You start with 20 g of ice (H2O) at 260 K in a thermally isolated container. If 15500 J is added by heat, what will be the final temperature and state of the H2O? Show your work.

(Cice = 2.1 J/gK, Cwater = 4.18 J/gK, Cwatervapor = 1.7 J/gK, ΔHfus(H2O) = 334 J/g,
ΔHvap (H2O) = 2261 J/g, Melting Point = 273 K, Boiling Point = 373 K)

1 answer

I'll get you started. K = 260 so that is -13 C.
How much heat is required to move the ice from -13 to zero?
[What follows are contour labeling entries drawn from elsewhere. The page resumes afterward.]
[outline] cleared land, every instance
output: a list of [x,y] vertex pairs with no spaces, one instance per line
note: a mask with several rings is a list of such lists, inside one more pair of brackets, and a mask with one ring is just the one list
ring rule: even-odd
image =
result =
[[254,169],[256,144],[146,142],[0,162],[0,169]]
That's
q1 = mass ice x specific heat ice x (Tfinal - Tinitial) = 20 x 2.1 x [0 - (-13)] = ? J.
q2 to melt ice is mass ice x heat fusion = 20 x 2.1 = ? J.
q3 to move liquid water from zero C to 100 C = formula for q1
q4 to boil water = formula for q2 but heat vap
Starting with 15,500 J I would subtract q1, then q2, then q3 and continue until you have used almost all of the 15,500 and the next subtraction leaves you with a negative number which, of course, can't be. Then use the next formula in the series above to determine final T. Post your work if you get stuck.